Opposition kritisierte fehlende Inhalte

Die Opposition vermisste bei der Vorstellung der bisherigen Punkte „konkrete Maßnahmen“ und kritisierte „inhaltslose Information“. Die Regierung habe „keine einzige konkrete Maßnahme genannt“, wie Jobs geschaffen werden können, kritisierte etwa SPÖ-Wirtschaftssprecher Christoph Matznetter „eine weitere Ankündigungspressekonferenz“ in einer Aussendung. Seit einem Jahr unternehme die Regierung nichts gegen die Rekordarbeitslosigkeit. Den leeren Versprechungen der Regierung glaube deshalb niemand mehr. Die „Hilfen“ der Regierung seien vielfach nicht nur zu gering gewesen, sondern auch zu spät oder gar nicht angekommen.
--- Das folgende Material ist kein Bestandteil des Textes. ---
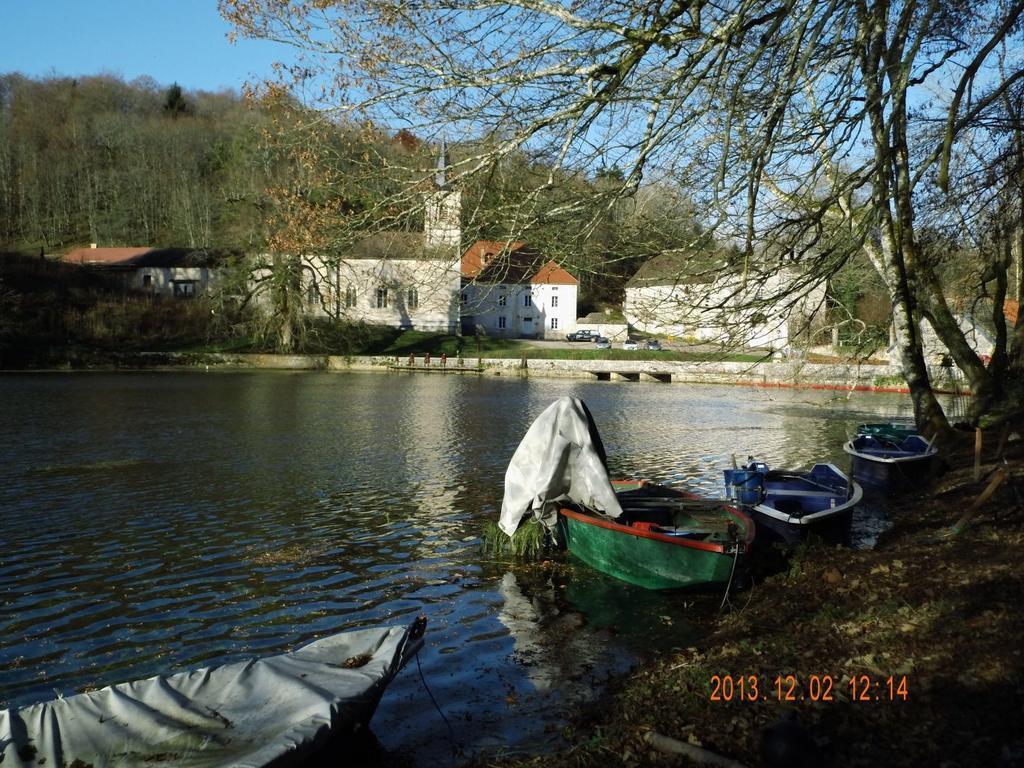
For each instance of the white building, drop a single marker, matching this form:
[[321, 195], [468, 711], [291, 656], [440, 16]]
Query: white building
[[725, 309], [180, 272], [509, 290], [388, 279], [406, 280]]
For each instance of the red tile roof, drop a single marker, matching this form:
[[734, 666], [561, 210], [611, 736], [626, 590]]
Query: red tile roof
[[497, 261], [553, 274], [105, 256], [483, 252]]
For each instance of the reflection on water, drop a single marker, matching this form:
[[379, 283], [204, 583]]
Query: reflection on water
[[161, 521]]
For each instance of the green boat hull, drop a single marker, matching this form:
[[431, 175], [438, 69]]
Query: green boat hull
[[652, 563]]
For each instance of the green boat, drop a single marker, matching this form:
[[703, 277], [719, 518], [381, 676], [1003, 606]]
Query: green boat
[[665, 538]]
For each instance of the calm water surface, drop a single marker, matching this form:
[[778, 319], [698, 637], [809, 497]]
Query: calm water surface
[[155, 522]]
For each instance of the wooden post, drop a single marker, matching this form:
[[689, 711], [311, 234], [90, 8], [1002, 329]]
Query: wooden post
[[1000, 475], [977, 454], [1003, 441]]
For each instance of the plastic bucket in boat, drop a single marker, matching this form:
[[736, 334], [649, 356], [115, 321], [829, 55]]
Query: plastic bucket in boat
[[748, 486]]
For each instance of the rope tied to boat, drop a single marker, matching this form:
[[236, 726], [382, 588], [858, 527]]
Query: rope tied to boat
[[453, 741], [734, 538]]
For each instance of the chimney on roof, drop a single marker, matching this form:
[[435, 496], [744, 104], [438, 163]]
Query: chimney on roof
[[440, 179]]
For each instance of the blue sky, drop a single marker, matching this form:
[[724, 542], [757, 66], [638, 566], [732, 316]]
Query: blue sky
[[181, 41]]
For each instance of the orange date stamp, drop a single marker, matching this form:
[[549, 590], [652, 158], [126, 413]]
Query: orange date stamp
[[809, 688]]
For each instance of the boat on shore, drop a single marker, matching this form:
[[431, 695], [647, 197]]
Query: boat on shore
[[889, 429], [791, 506], [639, 531], [278, 711], [891, 464], [664, 539]]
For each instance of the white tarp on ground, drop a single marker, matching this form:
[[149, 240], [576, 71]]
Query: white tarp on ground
[[560, 458], [279, 710]]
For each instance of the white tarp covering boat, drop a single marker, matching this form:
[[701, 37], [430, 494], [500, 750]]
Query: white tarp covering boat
[[560, 458], [275, 711]]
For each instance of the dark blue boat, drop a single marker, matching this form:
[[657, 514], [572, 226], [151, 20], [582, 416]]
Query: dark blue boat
[[891, 463], [793, 505]]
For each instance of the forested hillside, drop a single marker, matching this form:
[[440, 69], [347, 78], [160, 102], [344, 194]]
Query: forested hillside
[[99, 160]]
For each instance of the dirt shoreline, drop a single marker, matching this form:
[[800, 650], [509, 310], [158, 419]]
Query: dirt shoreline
[[928, 627]]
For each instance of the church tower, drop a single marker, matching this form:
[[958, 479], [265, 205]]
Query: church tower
[[442, 224]]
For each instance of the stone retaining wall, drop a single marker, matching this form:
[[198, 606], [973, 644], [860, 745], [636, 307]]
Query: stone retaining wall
[[798, 374]]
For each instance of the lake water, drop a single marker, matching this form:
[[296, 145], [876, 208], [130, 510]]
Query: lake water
[[161, 521]]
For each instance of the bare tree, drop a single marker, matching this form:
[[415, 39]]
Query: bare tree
[[818, 127]]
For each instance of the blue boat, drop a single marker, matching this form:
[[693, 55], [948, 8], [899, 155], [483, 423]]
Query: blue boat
[[888, 463], [794, 505]]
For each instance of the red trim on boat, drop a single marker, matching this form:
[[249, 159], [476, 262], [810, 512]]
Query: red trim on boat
[[674, 540]]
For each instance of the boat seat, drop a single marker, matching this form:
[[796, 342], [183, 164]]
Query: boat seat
[[644, 514], [788, 506]]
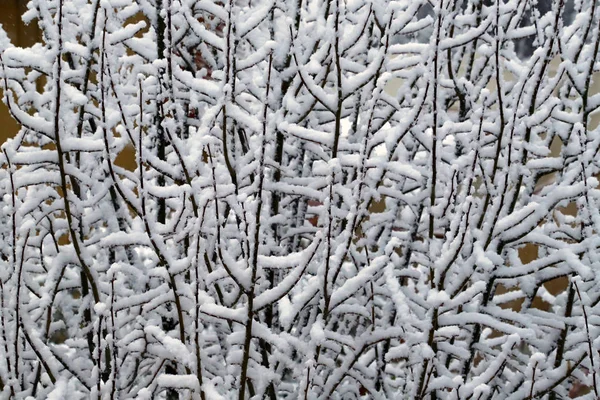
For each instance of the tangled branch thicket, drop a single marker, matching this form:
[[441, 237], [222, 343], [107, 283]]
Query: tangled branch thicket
[[294, 228]]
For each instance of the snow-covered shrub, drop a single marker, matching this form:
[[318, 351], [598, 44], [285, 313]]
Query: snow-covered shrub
[[296, 228]]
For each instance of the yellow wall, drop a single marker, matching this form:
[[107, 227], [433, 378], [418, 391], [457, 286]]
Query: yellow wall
[[20, 35]]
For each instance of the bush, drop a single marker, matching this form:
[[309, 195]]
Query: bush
[[330, 200]]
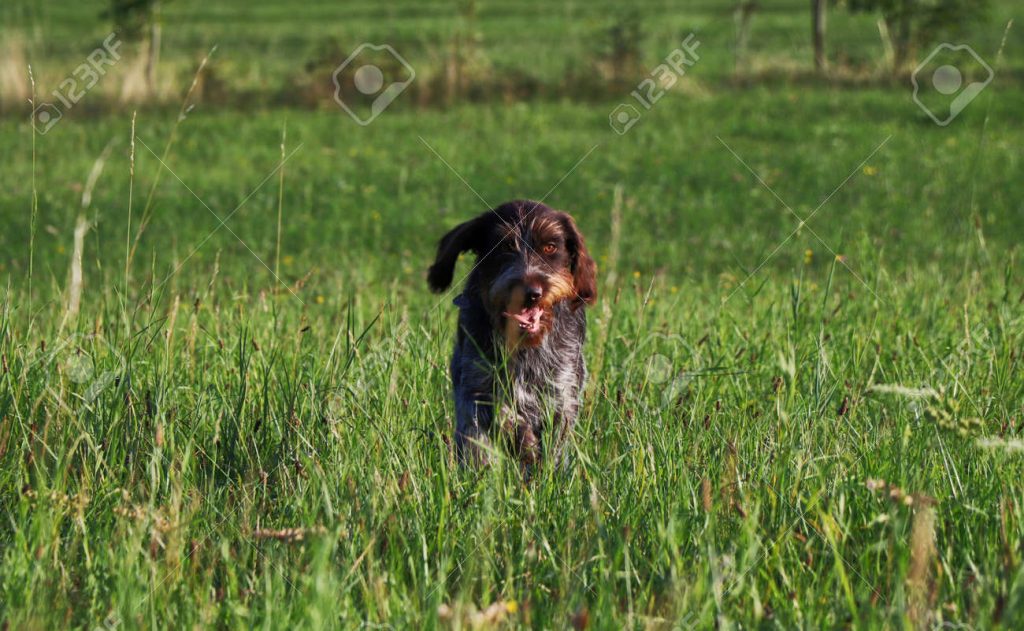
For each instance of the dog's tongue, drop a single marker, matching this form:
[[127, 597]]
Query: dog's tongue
[[528, 319]]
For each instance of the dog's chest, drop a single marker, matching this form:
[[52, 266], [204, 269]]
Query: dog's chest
[[546, 379]]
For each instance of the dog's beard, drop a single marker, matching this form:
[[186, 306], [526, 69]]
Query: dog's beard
[[526, 326]]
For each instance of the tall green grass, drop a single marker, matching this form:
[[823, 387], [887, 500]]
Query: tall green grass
[[213, 446]]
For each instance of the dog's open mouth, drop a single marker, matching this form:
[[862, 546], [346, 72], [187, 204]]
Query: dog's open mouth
[[528, 319]]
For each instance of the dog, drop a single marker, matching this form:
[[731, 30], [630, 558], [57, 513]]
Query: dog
[[517, 369]]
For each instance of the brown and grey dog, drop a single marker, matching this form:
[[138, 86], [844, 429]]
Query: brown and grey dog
[[518, 367]]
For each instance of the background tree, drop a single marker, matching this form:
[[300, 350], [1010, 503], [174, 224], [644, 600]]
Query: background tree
[[905, 25], [818, 34], [135, 19]]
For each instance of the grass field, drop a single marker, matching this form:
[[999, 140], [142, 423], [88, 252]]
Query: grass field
[[805, 402]]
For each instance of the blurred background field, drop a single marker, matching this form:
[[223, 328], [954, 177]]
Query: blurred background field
[[223, 397]]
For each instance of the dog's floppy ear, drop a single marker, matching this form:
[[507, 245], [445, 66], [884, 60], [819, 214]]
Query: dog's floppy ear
[[461, 238], [583, 266]]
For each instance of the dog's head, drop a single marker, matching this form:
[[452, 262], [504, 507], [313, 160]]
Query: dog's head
[[528, 259]]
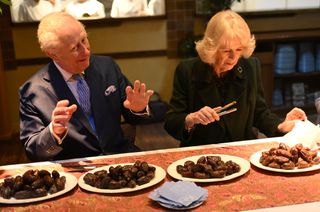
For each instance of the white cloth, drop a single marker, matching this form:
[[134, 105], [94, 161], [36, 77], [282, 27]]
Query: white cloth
[[31, 10], [156, 7], [86, 9], [128, 8], [304, 132]]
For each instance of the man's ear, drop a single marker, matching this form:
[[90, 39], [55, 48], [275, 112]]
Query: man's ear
[[52, 55]]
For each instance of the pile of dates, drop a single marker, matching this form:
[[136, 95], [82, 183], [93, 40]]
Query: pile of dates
[[32, 184], [208, 167], [284, 157], [126, 176]]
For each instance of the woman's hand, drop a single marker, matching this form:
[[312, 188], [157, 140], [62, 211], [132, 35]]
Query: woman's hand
[[204, 116], [292, 117]]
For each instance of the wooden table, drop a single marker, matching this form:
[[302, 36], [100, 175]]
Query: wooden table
[[257, 189]]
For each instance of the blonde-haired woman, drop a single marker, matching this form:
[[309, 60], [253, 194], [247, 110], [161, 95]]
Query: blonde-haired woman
[[222, 73]]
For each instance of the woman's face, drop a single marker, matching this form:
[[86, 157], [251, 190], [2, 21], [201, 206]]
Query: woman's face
[[227, 56]]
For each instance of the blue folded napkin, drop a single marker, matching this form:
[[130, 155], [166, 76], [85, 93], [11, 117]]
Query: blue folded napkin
[[179, 195]]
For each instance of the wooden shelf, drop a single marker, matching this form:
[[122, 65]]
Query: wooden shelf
[[309, 109], [298, 75]]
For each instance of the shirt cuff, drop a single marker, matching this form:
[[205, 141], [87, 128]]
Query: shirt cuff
[[56, 137], [146, 112]]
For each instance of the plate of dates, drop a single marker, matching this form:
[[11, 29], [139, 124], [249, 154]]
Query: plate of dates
[[122, 178], [285, 159], [208, 168], [35, 185]]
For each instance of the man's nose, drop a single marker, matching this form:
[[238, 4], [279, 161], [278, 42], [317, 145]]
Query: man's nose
[[84, 49]]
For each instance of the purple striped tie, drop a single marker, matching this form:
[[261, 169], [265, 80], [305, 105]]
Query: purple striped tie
[[84, 94]]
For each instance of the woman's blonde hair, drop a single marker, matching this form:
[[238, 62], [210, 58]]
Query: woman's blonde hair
[[221, 29]]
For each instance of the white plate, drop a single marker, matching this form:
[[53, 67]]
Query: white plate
[[255, 160], [71, 182], [184, 208], [244, 164], [160, 174]]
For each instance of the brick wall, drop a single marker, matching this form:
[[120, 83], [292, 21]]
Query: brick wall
[[6, 41], [180, 18]]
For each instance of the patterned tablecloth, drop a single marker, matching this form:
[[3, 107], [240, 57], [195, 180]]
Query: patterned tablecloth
[[256, 189]]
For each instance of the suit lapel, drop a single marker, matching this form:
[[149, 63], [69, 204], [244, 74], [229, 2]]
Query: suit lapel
[[62, 91], [101, 106], [206, 89]]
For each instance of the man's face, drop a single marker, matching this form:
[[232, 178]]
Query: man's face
[[73, 51]]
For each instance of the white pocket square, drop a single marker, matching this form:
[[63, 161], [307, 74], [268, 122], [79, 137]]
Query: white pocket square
[[110, 90]]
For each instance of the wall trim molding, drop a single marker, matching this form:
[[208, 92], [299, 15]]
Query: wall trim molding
[[115, 55]]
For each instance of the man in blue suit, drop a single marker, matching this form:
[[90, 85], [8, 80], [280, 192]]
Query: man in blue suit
[[57, 121]]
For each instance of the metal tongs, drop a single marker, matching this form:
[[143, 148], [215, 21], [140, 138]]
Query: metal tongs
[[224, 110]]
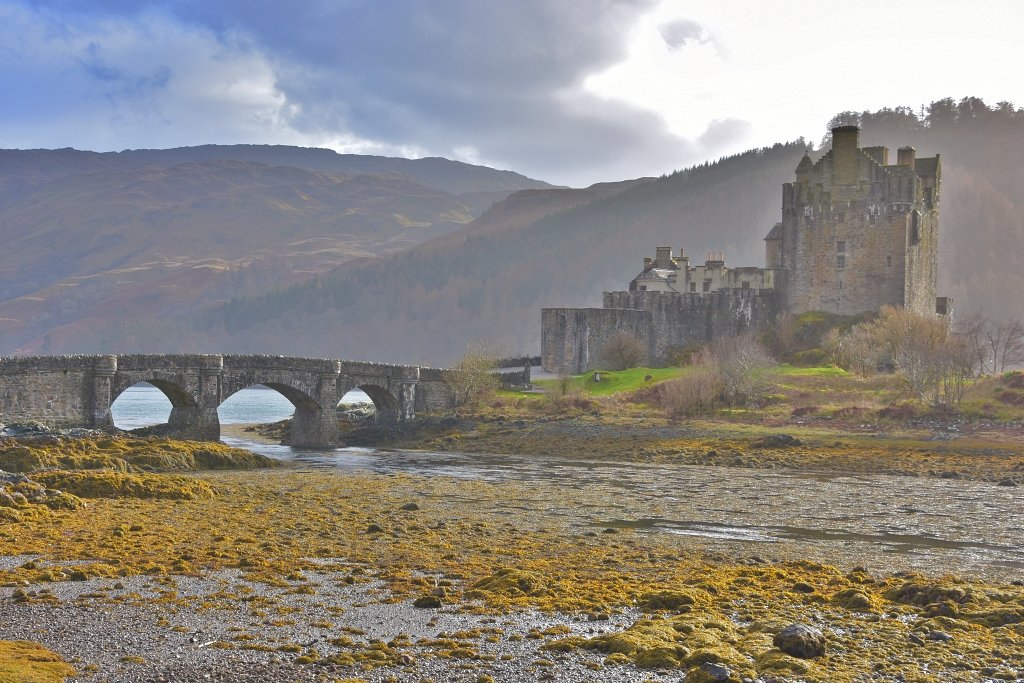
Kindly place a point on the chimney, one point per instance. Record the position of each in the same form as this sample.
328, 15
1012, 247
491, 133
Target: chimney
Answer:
906, 157
880, 155
846, 158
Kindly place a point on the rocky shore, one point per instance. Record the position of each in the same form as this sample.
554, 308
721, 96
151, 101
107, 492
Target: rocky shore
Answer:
303, 574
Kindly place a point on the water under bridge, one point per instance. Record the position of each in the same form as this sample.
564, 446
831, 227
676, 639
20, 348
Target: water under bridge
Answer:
66, 391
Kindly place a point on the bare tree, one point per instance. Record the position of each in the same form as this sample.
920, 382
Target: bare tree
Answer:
738, 360
781, 335
996, 346
972, 331
696, 391
1006, 343
936, 365
472, 378
623, 351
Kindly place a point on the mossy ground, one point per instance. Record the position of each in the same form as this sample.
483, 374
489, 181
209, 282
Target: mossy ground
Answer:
475, 547
696, 608
23, 662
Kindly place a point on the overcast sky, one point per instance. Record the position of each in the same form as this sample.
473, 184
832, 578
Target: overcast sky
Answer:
569, 91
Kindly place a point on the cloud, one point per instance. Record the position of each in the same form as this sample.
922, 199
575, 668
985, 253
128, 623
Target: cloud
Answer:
723, 133
111, 82
501, 79
680, 33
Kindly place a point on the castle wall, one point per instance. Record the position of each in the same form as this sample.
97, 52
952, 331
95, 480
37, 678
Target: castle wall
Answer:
572, 339
680, 319
857, 235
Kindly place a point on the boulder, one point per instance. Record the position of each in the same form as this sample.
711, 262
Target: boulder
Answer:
801, 641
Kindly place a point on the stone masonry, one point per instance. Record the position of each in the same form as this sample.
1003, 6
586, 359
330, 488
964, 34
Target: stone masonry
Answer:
78, 391
857, 233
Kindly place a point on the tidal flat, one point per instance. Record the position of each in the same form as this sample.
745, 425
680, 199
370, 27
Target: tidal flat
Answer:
582, 569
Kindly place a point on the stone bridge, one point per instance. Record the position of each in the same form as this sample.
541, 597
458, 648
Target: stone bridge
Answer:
78, 390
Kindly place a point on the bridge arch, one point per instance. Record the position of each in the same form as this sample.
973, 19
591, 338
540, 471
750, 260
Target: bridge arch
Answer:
387, 406
177, 396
Auch die EU-Milliarden seien bisher liegen gelassen worden, weil kein konkreter Plan auf den Tisch gelegt worden sei.

Für FPÖ-Wirtschaftssprecher Erwin Angerer ist die Ankündigung der Regierung ebenfalls wieder nur eine „inhaltslose Information“, die krisengebeutelten Unternehmen auf später zu vertrösten. „Wer aber schon grundsätzlich keinen Plan hat, kann auch keinen ‚Comebackplan‘ haben“, sagte Angerer.

Auch NEOS-Wirtschaftssprecher Sepp Schellhorn sah „wieder einmal substanzlose Ankündigungen des PR-Kanzlers. Dass die Bundesregierung erst jetzt, nach über einem Jahr Corona-Pandemie, an einem Plan für die Zukunft der Wirtschaft in Österreich zu arbeiten beginnt, zeugt von der wirtschaftlichen Ahnungslosigkeit von Türkis-Grün“, so Schellhorn. Schellhorn findet es „erschütternd“, dass die Regierung „offenbar bis jetzt untätig war und erst ab Montag in Arbeitsgespräche geht“.

Positiver reagierte die Wirtschaftskammer Österreich. Sie begrüßte die Ankündigung der Regierung und will sich in den Prozess mit konkreten Vorschlägen für den wirtschaftlichen Wiederaufbau intensiv einbringen. Im Vordergrund müssten die Entlastung von Betrieben und ihrer Beschäftigten, die Verbesserung der Eigenkapitalstruktur sowie gezielte Anreize für die Stärkung von Digitalisierung und Zukunftsinvestitionen stehen.